Davalı vekili, davacının iptalini talep ettiği genel kurulda olumsuz görüş bildirip olumsuz oy kullanmasına rağmen muhalefetini tutanağa geçirtmediğini, bu nedenle yasanın dava açma konusundaki şartı gerçekleşmediğinden davanın öncelikle usulden reddine karar verilmesini, huzur hakkının yönetim kurulunun kanundan doğan bir hakkı olup verilmesi için şirketin kar etmesine gerek olmadığını, davacının şirket daha az karda iken 2012 yılında 20.000,00 TL, 2013 ve 2014 tarihli olağan genel kurullarda ise 10.000,00 TL huzur hakkı verilmesi ile ilgili olarak alınan kararlara fahiş olduğu gerekçesi ile dava açmamış iken, 2012-2015 yılları arasındaki enflasyon farkı da dikkate alındığında 2015 yılı ile ilgili alınan kararın şirketin batmasına sebebiyet vereceğini iddia etmesinin mantığa aykırı olduğunu, şirketin içinin boşaltıldığı iddiasının asılsız olduğunu, yönetim kurulu üyelerinin bankadan kullanılan kredilerde şahsi kefaletleri olması sebebiyle şahsi mal varlıklarının daha fazla risk altında olduğunu, şahsi kefaleti olan yönetim kurulu üyelerinin şirketin içini boşaltarak borçlarını ödeyemez hale getirip kendi mal varlıklarını tehlikeye atmalarının eşyanıntabiatına aykırı olduğunu, davacının kötü niyetli olduğunu savunarak davanın usulden ve esasdan reddine karar verilmesini talep etmiştir.Mahkemece, iddia, savunma ve tüm dosya kapsamına göre, şirket yöneticilerine huzur hakkı ödenmesi için şirketin kâr elde etmesi zorunlu olmadığı, emsal ücret araştırma yazı cevapları, davacı şirketin önceki dönem için açıkladığı kar miktarı, paranın satın alma gücü, günümüzdeki yaşam standartları dikkate alındığında Y.K. üyelerine aylık 10.000,00 TL huzur hakkı ödenmesine ilişkin kararda şirketin mali yapısıyla, afaki iyi niyet kurallarıyla bağdaşmayan bir hususun bulunmadığı ve belirlenen miktarın fahiş olmadığı gerekçesi ile davanın reddine karar verilmiştir.

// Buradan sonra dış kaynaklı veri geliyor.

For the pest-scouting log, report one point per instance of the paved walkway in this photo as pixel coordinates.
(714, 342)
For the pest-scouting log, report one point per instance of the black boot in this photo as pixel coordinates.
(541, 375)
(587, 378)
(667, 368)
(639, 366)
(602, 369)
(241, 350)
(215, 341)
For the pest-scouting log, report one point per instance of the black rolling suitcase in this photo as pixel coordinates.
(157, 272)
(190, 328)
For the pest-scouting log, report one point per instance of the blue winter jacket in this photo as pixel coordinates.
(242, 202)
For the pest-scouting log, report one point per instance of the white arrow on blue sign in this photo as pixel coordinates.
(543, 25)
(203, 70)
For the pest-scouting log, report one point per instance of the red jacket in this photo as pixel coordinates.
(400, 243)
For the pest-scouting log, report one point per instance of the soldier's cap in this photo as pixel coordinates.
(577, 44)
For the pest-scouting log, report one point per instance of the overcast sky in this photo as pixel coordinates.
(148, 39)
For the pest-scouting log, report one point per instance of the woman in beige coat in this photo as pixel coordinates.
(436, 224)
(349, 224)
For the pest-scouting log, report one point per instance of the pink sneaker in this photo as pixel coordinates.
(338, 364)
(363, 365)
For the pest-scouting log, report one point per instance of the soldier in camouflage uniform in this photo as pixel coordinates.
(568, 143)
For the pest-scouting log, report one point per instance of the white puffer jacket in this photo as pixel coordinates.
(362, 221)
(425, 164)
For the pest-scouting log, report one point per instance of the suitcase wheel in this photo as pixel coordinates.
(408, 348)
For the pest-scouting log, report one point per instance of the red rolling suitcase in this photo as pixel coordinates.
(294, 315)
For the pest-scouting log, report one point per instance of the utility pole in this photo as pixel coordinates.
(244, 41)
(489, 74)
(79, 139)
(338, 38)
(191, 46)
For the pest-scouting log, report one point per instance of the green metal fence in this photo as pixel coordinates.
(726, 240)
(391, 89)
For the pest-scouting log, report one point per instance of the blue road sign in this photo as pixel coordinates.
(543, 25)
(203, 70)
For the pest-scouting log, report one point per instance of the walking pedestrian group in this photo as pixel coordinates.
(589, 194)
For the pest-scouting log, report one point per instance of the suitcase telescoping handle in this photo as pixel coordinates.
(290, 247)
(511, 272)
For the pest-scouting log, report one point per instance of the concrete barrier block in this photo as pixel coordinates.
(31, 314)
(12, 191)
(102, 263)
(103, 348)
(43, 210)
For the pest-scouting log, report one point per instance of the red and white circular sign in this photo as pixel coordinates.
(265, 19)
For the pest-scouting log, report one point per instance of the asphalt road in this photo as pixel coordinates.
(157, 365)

Karara karşı, davacı vekili tarafından istinaf kanun yoluna başvurulmuştur.
İstanbul Bölge Adliye Mahkemesince, oylama öncesi yapılan görüşme sırasında bir öneriye karşı olunduğunun belirtilmesinin veya ret oyu kullanılmasının alınan karara muhalif olunduğu anlamını taşımadığı, 25/03/2016 tarihli olağan genel kurulda 8 nolu gündem maddesi ile alınan karardan sonra davacının bu karara muhalif olduğuna dair bir şerh yazmadığı gibi bu karara muhalif olduğuna dair ayrı bir yazılı beyan sunmadığı, dava açabilme şartı (özel dava şartı) gerçekleşmediğinden gündemin 8. maddesi ile alınan karara yönelik davacının iptal davası açma hakkı bulunmadığı, davacının ileri sürdüğü istinaf sebep ve gerekçeleri yerinde görülmediğinden HMK.m.353/1.b.1 uyarınca davacının istinaf başvurusunun esastan reddine karar verilmesi gerektiği, ancak dava şartları kamu düzenini ilgilendirdiğinden ve HMK.m.115/1 uyarınca mahkemece resen gözetilmesi gerektiğinden HMK 355.maddesi gereğince bu husus resen dikkate alınarak davacının istinaf başvurusunun esastan reddine, İlk Derece Mahkemesinin istinafa konu kararının düzeltilerek davanın esası hakkında yeniden karar verilmesi ile davanın dava şartı yokluğu sebebiyle usulden reddine karar verilmiştir.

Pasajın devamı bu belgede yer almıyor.